Universal Studios has been really sticking it to horror fans over the past few years. They’ve maligned their greatest cinematic legacy: “The Universal Monsters.” First with a mediocre action-oriented retread of The Mummy (that isn’t bad as a Summer blockbuster, but is terrible as a successor to the Karloff version) then with the absolute prostitution of it’s best properties with the cartoon-ish, soulless monster mash/toy commercial that was Van Helsing. Being as bias as I am towards the original Universal Monsters (probably the VHS tapes that got the most use in my childhood, outside of Jaws) these last few years have seen my patience wear thin. Over the last year or so the internet has been abuzz with stories of trouble on the set of Universal’s latest attempt to breath new life into one of their monsters. This time it was Lon Chaney Jr’s furry-footed alter ego: 1941’s The Wolf Man (my second favorite monster growing up, next to The Creature from the Black Lagoon).
It may come as a shock, and I know I’m going to be in the minority here but… I thought The Wolfman was pretty good.
Now wait a second, I didn’t say “great” I said “pretty good.” The Wolfman is the kind of remake that really shouldn’t get under anyone’s skin, as it has very little to do with the original film. With the exception of the character’s names and a few in-nods to the original (Lawrence’s cane, the old “when the wolfsbane blooms” poem, etc.) this is an in-name-only remake of the classic: different time period, different origin story, different location, and lots and lots more blood and guts.There are some truly eye-rolling moments in Joe Johnston’s version of the story (the director took over the project shortly before shooting, after the first director quit due to problems with the studio, never a good sign) but there are also some fairly great parts.

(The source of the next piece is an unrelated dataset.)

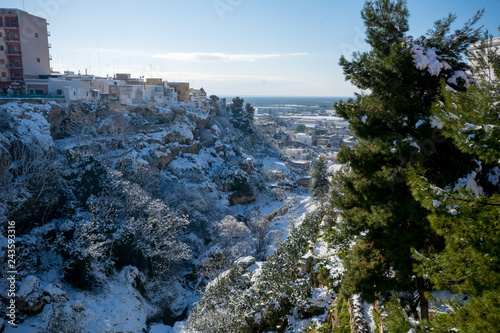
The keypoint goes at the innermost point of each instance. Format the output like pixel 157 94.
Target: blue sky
pixel 229 47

First: the bad news. The script has some clunky dialogue and pacing issues, but The Wolfman‘s real problems mostly come near the climax of the film. It is during the Wolfman’s rampage through London that viewers may get a sinking sense of big budget crapfest deja vu. There is also a climactic showdown (between who and who is a slight spoiler) that is lame with a capital L.
The effects are mostly good which is why the segments that aren’t stand out so prominently. There is some shaky CGI (especially when the Wolfman goes from biped to quadruped) and while Rick Baker’s makeup is mostly awesome there are a few times that you feel the director is showing us a bit too much of the wolf costumes.
The real strength of The Wolfman lies in the fact that these problems, which would normally be debilitating, never stopped me from enjoying the film. That’s in large part due to the inspired casting of Anthony Hopkins and Benicio Del Toro. The rest of the cast is no big shakes (Hugo Weaving seems to be doing his “Agent Smith” with a slight British accent and cooler facial hair) but it’s really del Toro and Hopkins’ show anyway.
The transposition of the story to Victorian England is a good change merely from a stylistic perspective. The lavish costuming and intricate Gothic locations will probably remind horror fans more of Hammer’s lush costume pieces than Universal’s original Wolf Man. There is minimal obvious CGI-enhancement (with the exception of the aforementioned London rampage) and all these sets and costumes are lovingly photographed, making The Wolfman one of the more visually interesting big budget commercial films to come along in a while.
Lastly, there’s the gore. Oh the gore. I’m by no means a gore hound, I like Fulci just as much as the next guy, but a man can not survive on viscera alone. That said, I think that it’s both remarkable and refreshingly ballsy that Universal released The Wolfman with an R-rating. Limbs are hacked, heads severed and innocents are not spared. The horror of Talbolt’s moonlight benders are reinforced through intense bloodletting, serving a narrative point in highlighting how even a likable guy like Larry is powerless to the curse.
You can call it rose-tinted glasses, call it the result of lowered expectations, but I don’t think you’d be right. I’m pretty sure I sincerely enjoyed The Wolfman and that you might too.
Oh and one more (non-Wolfman related) thing: don’t text message during the movie. If your really going to have ten emails to send on your Blackberry, stay home.